Sen. Pam Roach, who asked Attorney General Rob McKenna to interpret the effect of tax-limiting Initiative 1053 on the Transportation Commission’s authority, has weighed in on the informal legal opinion issued Monday by McKenna’s office.
Roach, R-Auburn, blasted Democratic Sen. Mary Margaret Haugen for telling The News Tribune she would push to restore the Transportation Commission’s fee-setting authority in light of I-1053’s restrictions. Roach said such an effort would be “met by the fiercest resistance.”
Haugen says setting the dollar amount of fees is too time consuming a job for a citizen legislature.
Read the news release from Roach (fired off from all the way in Germany, by the way):
December 21, 2010U.S. Air Force Base, Spangdahlem, Germany
Legislature should not divest itself from regained authority to set transportation tolls and feesLast month I requested an informal opinion of Attorney General Rob McKenna regarding the effects of I-1053. Specifically, I asked if the Transportation Commission was still able to impose toll and fee increases given the clear language of I-1053 requiring a recorded vote in the House and Senate. I was extremely gratified that Attorney General Rob McKenna’s opinion because it backs up the plain reading of the initiative, requiring the Legislature to specifically approve such increases. The responsibility for such impactful decisions must shift back to the Legislature.

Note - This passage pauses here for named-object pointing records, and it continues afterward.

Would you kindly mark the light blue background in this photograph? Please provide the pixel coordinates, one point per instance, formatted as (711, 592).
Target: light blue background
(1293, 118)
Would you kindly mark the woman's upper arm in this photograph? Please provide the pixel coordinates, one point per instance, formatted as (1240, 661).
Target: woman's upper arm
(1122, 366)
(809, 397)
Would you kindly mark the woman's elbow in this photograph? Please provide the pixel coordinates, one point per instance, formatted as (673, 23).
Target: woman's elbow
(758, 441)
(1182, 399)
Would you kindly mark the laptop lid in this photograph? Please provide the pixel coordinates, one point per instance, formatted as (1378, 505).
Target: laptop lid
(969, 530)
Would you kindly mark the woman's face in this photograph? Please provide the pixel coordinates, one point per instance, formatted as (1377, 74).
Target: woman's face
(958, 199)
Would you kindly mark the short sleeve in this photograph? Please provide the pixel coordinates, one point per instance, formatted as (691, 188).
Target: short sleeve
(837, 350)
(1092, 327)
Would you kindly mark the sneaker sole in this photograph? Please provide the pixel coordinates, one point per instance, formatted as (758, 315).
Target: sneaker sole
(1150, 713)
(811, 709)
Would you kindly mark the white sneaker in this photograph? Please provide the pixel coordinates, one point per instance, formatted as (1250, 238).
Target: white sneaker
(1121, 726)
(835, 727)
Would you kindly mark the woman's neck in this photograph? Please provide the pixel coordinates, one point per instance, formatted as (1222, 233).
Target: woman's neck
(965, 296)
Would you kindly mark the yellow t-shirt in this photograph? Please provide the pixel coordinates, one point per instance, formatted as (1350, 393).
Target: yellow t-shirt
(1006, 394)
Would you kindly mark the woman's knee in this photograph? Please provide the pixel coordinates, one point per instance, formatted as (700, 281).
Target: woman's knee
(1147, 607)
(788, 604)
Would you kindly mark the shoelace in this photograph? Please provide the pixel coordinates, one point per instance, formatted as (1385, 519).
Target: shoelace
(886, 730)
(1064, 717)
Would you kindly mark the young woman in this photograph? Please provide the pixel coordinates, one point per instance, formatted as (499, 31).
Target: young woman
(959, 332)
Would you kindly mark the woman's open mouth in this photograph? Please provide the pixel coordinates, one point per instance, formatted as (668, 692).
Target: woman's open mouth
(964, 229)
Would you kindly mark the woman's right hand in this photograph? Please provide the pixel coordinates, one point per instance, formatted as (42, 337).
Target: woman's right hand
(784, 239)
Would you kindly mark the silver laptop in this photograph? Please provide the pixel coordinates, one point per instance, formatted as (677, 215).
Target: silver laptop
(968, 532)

I-1053 requires a 2/3 vote of the legislature to raise taxes, but it also clearly requires a simple majority vote of both chambers and a governor’s signature to raise fees, tolls, and ferry fares.
As a citizen legislator and co-sponsor of the initiative, I know that the people want to hold their elected officials accountable for all revenue increases.
Despite being in Germany right now, I have been monitoring the reaction to McKenna’s ruling. I was appalled at Senate Transportation Committee Chairwoman Mary Margaret Haugen (D-Camano Island) comments that she wants the first vote of the next Legislature to violate the will of 64% of the people (http://www.thenewstribune.com/2010/12/21/1473622/attorney-general-rob-mckenna-sides.html). She said she wants the Democratic caucus to vote to have the legislature divest itself of the responsibility for deciding transportation fees and tolls and place it back with an unelected, unaccountable, commission. That is disingenuous, counter to the will of the voters, and just a bad idea. I cannot believe there is even one Republican who will support such a measure.
I-1053 puts the process of funding transportation back out into the open. Citizens will no longer have to genuflect before a commission — all hand-picked by the Governor — that has been gifted the right to circumvent the legislature without accountability. The people of this state clearly voted to take back the control of their government. The 64% vote for I-1053 can only reflect a non-partisan demand for greater accountability, not less. Senator Haugen is clearly out of step with the people and will place her party at even greater peril in 2012 should they follow her lead. Republicans must stand unified against Senator Haugen’s arrogant suggestion to override the will of the people. We will be the party that demands the effects of I-1053 stand.
Years ago, legislators figured they could avoid the potential wrath of voters if they could just find a way to blame someone else. And they did. The legislature voted to give away its authority, and with it their responsibility and accountability, to the Transportation Commission, which has been working outside of the “accountability zone” for decades. It is wrong to have such a powerful body of unelected individuals making such impactful decisions.
I am confident that any attempt by the Democrat majority to sidestep the will of the people on I-1053 will be met by the fiercest resistence.